JAMES WANI IGGA, Vice-President of South Sudan, expressing condolences to the people and Government of Kenya, condemned all acts of terrorism and pledged full cooperation and support to all efforts to cleanse the region and the globe of terrorism. He thanked the United Nations, the Council, IGAD countries, the Troika and others for diplomatically helping South Sudan bring an end to the conflict that had devastated the country for decades. Given the complexity of the issues involved, the implementation of the Comprehensive Peace Agreement was relatively successful, but the protocols of the states of Southern Kordofan and Blue Nile, the contested area of Abyei and the demarcation of the borders between South Sudan and Sudan continued to impede full implementation of the peace accord.

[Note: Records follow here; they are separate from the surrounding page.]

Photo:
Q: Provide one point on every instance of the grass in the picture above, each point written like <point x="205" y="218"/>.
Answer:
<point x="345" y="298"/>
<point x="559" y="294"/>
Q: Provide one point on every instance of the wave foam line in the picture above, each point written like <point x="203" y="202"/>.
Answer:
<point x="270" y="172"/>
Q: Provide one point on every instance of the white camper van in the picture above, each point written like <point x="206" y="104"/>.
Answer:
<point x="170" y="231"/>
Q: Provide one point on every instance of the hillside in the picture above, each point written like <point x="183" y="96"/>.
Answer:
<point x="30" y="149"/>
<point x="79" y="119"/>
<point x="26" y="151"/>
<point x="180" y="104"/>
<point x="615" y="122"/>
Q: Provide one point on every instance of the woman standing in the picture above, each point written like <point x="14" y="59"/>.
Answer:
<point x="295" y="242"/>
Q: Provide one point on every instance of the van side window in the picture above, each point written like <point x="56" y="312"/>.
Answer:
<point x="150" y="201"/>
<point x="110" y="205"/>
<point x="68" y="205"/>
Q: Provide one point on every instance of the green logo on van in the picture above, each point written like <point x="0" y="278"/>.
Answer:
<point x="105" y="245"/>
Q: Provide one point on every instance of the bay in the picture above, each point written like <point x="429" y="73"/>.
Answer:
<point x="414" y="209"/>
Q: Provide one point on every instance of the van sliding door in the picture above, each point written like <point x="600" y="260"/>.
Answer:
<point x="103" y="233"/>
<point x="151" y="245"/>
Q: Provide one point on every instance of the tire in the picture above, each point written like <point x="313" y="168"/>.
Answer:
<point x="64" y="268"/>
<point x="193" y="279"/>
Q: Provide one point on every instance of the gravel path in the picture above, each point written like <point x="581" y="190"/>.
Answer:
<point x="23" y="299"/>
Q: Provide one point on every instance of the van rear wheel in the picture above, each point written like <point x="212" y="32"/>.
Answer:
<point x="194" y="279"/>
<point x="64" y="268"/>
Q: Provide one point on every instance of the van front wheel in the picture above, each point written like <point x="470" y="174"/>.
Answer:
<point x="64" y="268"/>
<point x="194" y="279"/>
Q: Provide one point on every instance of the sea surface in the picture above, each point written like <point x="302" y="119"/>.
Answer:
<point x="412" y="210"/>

South Sudan was well endowed with abundant natural resources, but relations with Sudan had recently involved unexpected tension with regard to the intermittent suspension of oil flow through Sudan, he said. Inside South Sudan, age-old quarrels among some communities over cattle grazing and water points had resurfaced. The task at hand was to literally build a country from scratch, with non-existent physical and social infrastructure. This had led his country to have the worst human development indicators in the world, including high maternity and infant mortality rates, and high illiteracy rates among a population of over 8 million.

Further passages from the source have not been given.